What I'm getting at is that some people are speaking from one side of their mouth yet saying something else from the other side of their mouth.

It's all gravy.

There will be no such thing as "no logging" or reduced logging. Only increased logging. Mr. Copeland is very well aware of this since he is part of the secret working group in favour of capturing what IP you have and what you say on facebook (as well as CNOC).

There is no minimum requirement, as we already know, except for revenue purposes (tax records) and these records, logs and transactions are retained already for a minimum of 7 years by law. So those ISP's who have IP info on accounting records with your name basically keep those records for a decade already. Like maybe someone paying for a static IP or VOIP, or IP with B/W usage, as an example.

The "no logging" thing is a pipe dream. A kids fantasy.

voxframe

join:2010-08-02
reply to globus9991
Here is an interesting idea...

What about the concept of logging "For internal/business use only"

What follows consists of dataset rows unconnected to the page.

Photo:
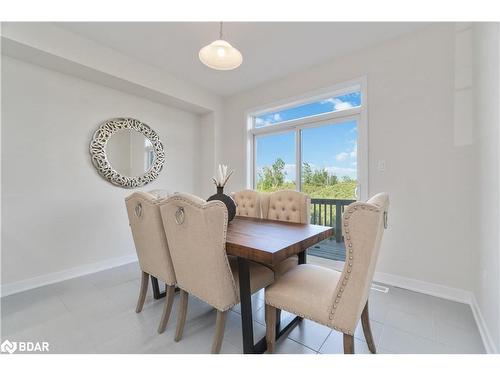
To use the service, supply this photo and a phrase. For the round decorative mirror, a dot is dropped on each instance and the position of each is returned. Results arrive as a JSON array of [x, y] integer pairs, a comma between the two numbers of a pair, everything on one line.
[[127, 152]]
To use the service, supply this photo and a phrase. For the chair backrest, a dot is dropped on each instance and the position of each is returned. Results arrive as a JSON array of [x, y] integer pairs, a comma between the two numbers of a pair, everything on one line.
[[247, 203], [363, 227], [149, 236], [287, 205], [196, 232]]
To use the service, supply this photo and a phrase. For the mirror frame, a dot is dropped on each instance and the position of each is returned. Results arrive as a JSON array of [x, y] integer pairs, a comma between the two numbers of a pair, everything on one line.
[[100, 159]]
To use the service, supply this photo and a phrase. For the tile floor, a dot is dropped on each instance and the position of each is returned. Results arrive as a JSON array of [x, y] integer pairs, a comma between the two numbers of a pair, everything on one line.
[[95, 314]]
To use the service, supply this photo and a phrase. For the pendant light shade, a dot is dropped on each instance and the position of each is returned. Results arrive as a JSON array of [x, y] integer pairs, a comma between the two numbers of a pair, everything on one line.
[[220, 55]]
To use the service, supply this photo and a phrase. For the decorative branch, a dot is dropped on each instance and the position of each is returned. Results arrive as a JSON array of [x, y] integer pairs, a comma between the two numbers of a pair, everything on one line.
[[222, 176]]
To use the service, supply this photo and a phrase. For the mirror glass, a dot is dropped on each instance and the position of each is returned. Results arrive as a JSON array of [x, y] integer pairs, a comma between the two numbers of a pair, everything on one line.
[[130, 153]]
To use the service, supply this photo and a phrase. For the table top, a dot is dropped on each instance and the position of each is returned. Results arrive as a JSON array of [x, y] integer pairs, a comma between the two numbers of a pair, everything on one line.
[[271, 241]]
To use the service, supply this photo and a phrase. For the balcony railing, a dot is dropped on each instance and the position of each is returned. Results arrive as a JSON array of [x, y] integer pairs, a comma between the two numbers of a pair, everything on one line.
[[328, 212]]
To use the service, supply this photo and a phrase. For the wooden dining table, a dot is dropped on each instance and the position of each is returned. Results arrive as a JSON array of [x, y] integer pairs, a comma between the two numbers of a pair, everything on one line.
[[268, 242]]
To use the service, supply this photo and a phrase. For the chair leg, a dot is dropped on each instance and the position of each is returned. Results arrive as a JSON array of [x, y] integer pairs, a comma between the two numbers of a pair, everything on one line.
[[348, 344], [219, 331], [365, 322], [169, 300], [278, 321], [181, 318], [143, 292], [270, 328]]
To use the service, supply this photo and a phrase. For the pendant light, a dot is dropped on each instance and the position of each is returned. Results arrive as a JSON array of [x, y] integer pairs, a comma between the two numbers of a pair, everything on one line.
[[220, 55]]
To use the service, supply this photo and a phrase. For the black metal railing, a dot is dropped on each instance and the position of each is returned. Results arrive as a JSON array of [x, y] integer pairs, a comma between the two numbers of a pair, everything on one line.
[[328, 212]]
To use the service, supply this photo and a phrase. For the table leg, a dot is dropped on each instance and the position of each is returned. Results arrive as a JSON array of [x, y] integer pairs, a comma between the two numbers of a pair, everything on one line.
[[302, 260], [246, 311], [156, 289], [246, 306], [302, 257]]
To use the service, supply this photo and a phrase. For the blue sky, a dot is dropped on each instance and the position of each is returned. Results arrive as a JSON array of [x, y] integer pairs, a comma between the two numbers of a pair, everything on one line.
[[331, 146]]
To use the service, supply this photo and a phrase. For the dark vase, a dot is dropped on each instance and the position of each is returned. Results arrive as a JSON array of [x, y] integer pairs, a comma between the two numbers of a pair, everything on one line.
[[227, 200]]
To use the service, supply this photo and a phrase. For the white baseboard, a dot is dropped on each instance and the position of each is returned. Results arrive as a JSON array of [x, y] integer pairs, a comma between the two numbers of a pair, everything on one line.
[[446, 292], [436, 290], [51, 278], [488, 342]]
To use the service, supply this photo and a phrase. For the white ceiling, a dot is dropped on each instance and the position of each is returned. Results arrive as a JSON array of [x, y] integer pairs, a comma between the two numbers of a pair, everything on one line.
[[270, 50]]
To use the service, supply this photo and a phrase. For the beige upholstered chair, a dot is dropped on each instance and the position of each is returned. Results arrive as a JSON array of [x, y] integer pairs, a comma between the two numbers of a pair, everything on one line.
[[328, 297], [196, 232], [247, 203], [152, 249], [286, 205]]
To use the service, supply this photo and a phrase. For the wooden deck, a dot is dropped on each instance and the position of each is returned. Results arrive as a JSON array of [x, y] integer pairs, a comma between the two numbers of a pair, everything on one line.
[[329, 249]]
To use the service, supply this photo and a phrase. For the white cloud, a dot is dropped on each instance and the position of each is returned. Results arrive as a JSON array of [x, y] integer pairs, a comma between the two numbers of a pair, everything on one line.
[[342, 156], [338, 104], [354, 153], [340, 172]]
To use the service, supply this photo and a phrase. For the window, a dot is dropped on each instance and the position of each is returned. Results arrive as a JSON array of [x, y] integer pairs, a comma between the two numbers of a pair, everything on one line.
[[309, 146], [322, 106], [329, 160], [275, 162]]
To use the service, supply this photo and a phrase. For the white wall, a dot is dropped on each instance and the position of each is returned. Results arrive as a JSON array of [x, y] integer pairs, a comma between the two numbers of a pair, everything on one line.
[[411, 127], [487, 250], [57, 212]]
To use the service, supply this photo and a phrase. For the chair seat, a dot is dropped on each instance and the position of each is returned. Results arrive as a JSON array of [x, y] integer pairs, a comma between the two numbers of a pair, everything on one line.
[[306, 290], [260, 276]]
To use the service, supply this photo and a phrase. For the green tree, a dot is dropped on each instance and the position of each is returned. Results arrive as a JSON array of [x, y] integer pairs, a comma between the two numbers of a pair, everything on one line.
[[272, 177], [306, 173]]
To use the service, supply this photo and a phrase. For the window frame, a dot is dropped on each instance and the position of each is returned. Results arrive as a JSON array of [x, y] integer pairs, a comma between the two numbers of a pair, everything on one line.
[[297, 125]]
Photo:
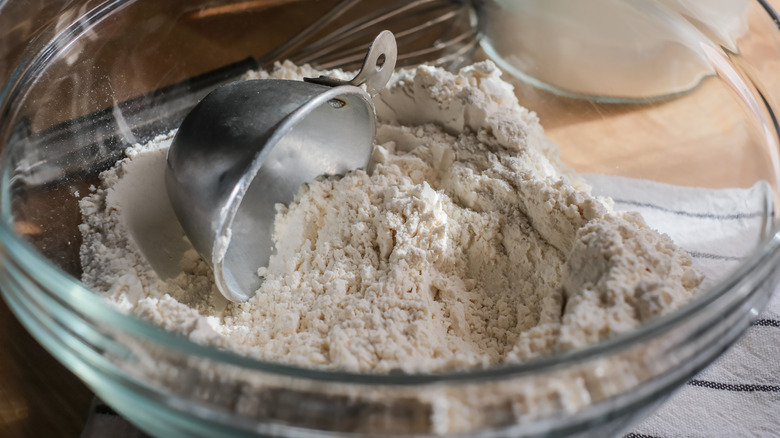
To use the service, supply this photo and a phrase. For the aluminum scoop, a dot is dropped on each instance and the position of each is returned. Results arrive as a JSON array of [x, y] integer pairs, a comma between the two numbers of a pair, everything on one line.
[[250, 145]]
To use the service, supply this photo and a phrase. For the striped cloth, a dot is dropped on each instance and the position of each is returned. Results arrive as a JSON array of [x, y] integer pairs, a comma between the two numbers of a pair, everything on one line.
[[739, 394]]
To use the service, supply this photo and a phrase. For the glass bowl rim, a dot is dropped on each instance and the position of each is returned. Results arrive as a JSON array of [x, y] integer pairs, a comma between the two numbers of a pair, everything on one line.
[[53, 279]]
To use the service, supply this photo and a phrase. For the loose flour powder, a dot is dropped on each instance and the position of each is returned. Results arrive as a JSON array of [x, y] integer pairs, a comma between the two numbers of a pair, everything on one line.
[[467, 244]]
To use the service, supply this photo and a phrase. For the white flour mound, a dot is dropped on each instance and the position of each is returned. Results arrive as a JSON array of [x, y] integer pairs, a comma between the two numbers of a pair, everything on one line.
[[468, 244]]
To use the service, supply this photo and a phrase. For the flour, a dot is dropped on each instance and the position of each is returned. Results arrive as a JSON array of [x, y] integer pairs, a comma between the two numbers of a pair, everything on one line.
[[468, 244]]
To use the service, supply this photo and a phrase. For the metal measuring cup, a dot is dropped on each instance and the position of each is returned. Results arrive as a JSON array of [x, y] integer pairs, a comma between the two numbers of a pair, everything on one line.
[[250, 145]]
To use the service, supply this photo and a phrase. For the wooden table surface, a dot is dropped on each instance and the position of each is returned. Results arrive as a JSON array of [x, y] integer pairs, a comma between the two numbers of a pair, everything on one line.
[[40, 398]]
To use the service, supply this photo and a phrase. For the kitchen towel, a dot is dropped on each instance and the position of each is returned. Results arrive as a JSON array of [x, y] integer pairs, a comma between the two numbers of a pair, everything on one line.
[[739, 394]]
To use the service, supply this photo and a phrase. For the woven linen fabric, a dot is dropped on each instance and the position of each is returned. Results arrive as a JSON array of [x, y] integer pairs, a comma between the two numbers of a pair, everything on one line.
[[739, 394]]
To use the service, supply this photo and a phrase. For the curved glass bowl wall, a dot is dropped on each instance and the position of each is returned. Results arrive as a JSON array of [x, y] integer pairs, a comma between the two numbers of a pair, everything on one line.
[[70, 105]]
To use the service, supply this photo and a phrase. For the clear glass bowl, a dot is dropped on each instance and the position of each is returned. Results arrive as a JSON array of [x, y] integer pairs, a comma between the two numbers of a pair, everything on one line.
[[69, 105]]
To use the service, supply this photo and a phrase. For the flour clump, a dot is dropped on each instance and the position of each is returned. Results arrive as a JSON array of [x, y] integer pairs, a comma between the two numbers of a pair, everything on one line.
[[466, 244]]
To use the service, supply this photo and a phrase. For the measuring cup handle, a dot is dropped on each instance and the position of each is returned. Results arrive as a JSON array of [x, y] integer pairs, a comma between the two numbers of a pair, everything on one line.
[[377, 68]]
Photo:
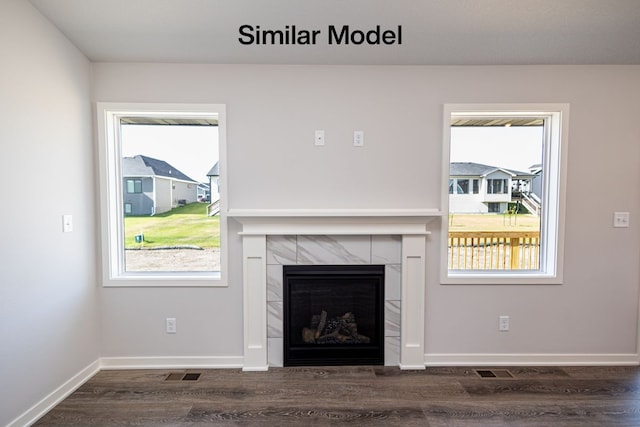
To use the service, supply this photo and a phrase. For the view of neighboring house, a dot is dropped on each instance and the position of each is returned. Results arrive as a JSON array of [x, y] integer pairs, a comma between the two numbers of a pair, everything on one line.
[[204, 192], [478, 188], [152, 186]]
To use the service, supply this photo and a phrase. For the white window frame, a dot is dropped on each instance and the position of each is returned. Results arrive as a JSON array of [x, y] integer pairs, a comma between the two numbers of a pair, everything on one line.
[[552, 222], [112, 201]]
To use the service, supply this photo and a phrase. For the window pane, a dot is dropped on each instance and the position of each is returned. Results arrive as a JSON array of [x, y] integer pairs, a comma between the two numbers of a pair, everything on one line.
[[495, 229], [463, 185]]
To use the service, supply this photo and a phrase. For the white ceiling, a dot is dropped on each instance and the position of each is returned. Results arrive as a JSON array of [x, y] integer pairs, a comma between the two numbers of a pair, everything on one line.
[[434, 32]]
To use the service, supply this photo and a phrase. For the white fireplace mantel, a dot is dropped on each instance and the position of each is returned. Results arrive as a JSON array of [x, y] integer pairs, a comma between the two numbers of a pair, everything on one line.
[[410, 224]]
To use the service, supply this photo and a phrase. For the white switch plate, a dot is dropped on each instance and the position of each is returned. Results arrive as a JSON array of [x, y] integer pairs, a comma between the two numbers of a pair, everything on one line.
[[503, 323], [358, 138], [621, 219], [67, 223], [171, 325]]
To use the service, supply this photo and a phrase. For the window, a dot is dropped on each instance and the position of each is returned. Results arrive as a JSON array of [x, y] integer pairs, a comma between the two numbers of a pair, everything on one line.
[[134, 186], [156, 230], [497, 186], [463, 186], [511, 230]]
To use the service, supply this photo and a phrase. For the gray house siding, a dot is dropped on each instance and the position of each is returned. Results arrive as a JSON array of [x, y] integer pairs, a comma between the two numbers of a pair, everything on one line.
[[139, 203]]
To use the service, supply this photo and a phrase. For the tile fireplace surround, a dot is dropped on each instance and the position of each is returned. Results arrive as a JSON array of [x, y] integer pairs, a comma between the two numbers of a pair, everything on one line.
[[394, 238]]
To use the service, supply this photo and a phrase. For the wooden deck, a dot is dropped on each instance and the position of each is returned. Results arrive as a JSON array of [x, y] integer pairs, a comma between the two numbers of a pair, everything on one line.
[[494, 250]]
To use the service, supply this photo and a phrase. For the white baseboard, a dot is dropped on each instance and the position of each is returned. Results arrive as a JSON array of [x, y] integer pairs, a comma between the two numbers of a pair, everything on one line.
[[58, 395], [186, 362], [531, 359]]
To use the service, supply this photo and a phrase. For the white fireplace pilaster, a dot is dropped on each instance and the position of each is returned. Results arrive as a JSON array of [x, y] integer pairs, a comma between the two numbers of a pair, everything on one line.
[[260, 224]]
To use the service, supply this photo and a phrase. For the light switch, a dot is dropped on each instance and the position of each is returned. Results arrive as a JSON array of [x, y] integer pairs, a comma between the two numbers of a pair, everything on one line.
[[358, 138], [67, 223]]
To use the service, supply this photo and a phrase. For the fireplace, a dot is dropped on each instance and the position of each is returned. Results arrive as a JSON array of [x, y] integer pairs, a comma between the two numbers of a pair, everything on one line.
[[332, 237], [333, 315]]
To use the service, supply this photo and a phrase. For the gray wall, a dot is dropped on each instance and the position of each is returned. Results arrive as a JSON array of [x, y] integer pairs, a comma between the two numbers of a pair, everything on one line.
[[272, 113]]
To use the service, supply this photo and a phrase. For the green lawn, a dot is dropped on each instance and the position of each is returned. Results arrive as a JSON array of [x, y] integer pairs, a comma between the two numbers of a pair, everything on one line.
[[183, 226], [493, 222]]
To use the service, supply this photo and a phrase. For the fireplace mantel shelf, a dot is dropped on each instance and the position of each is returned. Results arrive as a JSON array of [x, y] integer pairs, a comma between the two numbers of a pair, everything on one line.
[[333, 213], [334, 221]]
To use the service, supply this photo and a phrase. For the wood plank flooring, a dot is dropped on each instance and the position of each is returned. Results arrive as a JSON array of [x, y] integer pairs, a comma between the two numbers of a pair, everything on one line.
[[384, 396]]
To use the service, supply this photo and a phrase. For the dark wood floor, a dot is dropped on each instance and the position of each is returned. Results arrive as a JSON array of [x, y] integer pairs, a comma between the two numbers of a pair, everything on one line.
[[568, 396]]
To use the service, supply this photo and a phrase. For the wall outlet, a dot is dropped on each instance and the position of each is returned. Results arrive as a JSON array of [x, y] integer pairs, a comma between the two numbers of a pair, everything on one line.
[[171, 325], [358, 138], [503, 323], [621, 219]]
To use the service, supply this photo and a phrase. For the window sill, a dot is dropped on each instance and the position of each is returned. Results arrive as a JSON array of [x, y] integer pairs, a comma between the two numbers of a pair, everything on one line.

Meaning an ISP can keep logs all they want to reduce problems on their network (Hackers, DDOS, assholes, etc), but essentially "screw you" to anyone external who wants them. It IS a corporate decision after all right? That means there's zero legal obligation to provide those logs to anyone outside of the company.

"Sorry we keep limited logs for internal usage and troubleshooting, but they are not available outside of the company due to privacy/security reasons"

I don't know how that flies in regards to a law enforcement request, but I DO know that if you run a NATed address and are unable to provide customer info because it's a 1 in 300 chance of who it is, there is nothing they can do and the issue is closed. So the obligation to "try" is there, but the obligation to actually "DO" is not.